Mailing List Archives
Authenticated access
|
|
|
[Date Prev][Date Next][Thread Prev][Thread Next][Date Index][Thread Index]
Re: [Condor-users] Keeping Parallel Universe job alive even node0 is done
- Date: Fri, 30 Jan 2009 15:19:32 -0600
- From: Todd Tannenbaum <tannenba@xxxxxxxxxxx>
- Subject: Re: [Condor-users] Keeping Parallel Universe job alive even node0 is done
Natarajan, Senthil wrote:
Hi,
I am trying to test simple MPICH2 example code (using condor 7.0.5,
MPICH2 1.0.8), calculating pi value MPI code.
I am testing this with 3 nodes, as soon as node 0 is done, condor shuts
down node1 and node2 even though jobs on them did not finish.
I know it is the way condor suppose to work, but is there any work
around to keep node0 alive until all the nodes are done.
Yes.
In your job submit file that you give to condor_submit, add the
following line:
+ParallelShutdownPolicy = "WAIT_FOR_ALL"
(yes, it needs to start with a plus sign)

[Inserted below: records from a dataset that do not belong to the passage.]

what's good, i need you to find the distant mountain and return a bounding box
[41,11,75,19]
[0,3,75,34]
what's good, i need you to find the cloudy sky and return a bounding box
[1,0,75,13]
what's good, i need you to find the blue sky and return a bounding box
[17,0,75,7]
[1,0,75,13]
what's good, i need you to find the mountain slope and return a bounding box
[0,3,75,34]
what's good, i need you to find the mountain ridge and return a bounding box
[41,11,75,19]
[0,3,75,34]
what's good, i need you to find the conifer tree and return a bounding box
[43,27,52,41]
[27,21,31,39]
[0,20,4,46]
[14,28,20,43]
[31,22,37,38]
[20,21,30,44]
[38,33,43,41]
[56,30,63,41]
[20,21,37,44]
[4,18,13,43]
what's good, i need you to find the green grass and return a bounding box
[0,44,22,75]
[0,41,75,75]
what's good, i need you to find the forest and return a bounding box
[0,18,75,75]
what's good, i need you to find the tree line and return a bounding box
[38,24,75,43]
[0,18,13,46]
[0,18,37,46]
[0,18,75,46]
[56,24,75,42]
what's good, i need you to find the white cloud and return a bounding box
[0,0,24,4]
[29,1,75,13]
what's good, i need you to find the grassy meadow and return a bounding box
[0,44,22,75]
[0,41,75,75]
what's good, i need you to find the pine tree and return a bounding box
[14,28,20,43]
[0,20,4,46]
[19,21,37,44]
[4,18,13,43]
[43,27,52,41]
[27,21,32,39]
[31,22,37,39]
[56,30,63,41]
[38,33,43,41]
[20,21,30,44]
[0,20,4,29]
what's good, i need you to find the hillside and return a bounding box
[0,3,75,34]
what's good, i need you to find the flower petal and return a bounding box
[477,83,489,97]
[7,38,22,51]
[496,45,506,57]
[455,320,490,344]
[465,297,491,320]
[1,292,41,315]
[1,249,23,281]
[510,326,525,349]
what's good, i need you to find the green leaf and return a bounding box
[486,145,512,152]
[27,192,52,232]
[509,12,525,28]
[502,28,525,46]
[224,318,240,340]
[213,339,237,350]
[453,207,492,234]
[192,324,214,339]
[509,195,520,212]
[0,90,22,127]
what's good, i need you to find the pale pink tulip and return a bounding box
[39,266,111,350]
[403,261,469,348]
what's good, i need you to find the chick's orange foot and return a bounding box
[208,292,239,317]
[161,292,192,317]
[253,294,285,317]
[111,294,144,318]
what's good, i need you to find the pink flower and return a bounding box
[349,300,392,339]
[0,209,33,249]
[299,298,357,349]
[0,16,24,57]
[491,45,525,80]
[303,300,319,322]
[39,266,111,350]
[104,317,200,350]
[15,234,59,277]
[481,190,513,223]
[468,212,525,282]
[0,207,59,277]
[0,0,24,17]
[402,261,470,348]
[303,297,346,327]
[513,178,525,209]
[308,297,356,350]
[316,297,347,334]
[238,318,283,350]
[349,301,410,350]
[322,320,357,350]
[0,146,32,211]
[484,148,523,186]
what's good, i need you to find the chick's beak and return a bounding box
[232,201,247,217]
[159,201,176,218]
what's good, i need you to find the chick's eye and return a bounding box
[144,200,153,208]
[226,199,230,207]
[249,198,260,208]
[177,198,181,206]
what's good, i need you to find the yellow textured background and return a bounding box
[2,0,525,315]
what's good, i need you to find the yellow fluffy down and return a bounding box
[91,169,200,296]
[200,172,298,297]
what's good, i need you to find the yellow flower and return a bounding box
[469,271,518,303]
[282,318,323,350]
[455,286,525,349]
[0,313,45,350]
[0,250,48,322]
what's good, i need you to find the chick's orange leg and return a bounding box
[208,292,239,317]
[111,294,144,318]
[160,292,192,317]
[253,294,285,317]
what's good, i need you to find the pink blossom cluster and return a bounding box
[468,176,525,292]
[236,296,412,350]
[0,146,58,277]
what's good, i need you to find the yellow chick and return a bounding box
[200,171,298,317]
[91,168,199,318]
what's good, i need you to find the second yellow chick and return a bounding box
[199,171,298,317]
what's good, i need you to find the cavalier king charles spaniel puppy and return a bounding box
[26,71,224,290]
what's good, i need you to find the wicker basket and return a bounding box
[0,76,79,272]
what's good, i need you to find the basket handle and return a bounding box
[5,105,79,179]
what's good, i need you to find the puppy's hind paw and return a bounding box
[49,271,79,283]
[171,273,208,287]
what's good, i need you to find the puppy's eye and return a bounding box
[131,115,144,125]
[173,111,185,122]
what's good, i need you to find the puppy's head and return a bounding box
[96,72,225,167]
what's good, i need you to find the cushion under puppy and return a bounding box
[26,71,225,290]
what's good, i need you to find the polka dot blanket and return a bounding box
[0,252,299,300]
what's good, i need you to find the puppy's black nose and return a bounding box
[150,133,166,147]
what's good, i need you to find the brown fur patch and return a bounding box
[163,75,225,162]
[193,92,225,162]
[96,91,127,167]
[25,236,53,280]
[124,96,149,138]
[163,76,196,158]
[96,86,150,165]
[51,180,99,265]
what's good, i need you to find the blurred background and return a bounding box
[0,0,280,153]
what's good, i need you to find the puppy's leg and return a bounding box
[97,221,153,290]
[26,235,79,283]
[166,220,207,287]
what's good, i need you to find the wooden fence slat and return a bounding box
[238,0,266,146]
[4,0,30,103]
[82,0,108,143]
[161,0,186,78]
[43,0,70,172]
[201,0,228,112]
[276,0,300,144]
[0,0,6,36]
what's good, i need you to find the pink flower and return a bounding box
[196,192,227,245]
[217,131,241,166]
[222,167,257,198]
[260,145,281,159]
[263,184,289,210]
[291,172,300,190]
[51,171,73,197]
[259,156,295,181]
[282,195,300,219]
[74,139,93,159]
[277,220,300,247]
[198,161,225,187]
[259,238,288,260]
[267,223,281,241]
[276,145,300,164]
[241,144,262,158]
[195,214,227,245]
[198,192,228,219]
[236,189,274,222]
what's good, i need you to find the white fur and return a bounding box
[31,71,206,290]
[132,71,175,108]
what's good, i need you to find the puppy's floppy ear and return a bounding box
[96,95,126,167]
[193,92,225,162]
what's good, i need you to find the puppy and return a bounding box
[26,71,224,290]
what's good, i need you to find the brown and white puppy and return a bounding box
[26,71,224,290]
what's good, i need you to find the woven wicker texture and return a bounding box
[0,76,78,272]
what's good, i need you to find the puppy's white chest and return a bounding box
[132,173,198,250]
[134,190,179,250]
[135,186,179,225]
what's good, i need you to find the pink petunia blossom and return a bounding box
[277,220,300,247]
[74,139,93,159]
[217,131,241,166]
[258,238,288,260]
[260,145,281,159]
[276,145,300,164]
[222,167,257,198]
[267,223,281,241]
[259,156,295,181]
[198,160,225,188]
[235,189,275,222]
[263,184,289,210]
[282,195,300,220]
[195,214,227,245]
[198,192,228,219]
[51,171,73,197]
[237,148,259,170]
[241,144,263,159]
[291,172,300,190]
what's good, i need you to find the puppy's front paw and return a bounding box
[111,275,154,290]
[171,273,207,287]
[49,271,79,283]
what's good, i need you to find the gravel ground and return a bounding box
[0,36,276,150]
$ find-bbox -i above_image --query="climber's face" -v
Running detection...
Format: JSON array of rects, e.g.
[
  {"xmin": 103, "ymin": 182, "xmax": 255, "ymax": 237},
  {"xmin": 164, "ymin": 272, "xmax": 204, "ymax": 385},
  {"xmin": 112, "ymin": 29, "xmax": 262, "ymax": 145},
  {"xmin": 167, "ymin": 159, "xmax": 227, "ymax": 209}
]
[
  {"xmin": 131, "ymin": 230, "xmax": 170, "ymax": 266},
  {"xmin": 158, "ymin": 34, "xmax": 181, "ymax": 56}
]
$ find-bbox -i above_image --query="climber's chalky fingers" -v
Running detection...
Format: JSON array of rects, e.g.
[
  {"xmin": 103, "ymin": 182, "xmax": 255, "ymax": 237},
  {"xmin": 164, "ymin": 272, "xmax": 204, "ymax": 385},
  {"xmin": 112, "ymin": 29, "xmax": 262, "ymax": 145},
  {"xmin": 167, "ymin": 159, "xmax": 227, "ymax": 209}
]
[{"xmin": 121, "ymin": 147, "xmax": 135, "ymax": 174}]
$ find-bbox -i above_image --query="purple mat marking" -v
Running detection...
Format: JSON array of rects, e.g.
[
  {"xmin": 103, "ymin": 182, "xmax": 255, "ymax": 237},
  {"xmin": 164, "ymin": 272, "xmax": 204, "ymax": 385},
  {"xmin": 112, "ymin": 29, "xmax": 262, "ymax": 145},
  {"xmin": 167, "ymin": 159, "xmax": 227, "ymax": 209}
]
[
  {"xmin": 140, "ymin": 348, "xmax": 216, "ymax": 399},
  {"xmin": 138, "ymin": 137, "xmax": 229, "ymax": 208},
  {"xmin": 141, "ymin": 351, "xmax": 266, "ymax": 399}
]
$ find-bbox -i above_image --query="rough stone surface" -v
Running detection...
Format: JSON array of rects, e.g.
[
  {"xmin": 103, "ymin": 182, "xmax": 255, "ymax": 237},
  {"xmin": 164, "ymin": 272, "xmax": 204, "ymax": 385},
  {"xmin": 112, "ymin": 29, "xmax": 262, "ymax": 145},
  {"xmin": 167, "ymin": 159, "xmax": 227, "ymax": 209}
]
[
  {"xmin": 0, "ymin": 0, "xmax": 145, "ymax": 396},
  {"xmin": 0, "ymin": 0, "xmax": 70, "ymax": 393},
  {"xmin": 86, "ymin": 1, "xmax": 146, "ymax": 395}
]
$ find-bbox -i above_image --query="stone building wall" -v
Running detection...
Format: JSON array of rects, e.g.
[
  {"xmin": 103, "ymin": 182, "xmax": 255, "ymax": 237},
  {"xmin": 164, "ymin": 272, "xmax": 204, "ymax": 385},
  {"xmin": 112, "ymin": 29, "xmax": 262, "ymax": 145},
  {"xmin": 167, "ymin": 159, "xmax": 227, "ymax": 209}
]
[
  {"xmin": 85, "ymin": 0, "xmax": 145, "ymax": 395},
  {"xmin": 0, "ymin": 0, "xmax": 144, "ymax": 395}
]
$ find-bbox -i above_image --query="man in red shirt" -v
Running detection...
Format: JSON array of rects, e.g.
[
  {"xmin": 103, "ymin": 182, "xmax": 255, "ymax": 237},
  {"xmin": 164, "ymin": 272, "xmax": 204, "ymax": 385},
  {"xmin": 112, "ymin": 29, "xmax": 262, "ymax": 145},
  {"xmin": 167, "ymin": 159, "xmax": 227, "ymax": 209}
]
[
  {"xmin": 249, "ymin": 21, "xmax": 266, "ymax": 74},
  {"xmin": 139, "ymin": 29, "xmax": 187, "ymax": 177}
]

If the job attribute ParallelShutdownPolicy is set to the string
"WAIT_FOR_ALL", then Condor will wait until every node in the parallel
job has completed to consider the job finished. If this attribute is not
set, or is set to any other string, the default policy is in effect,
which is when the first node exits, the whole job is considered done,
and condor kills all other running nodes in that parallel job.
Hope this helps,
Todd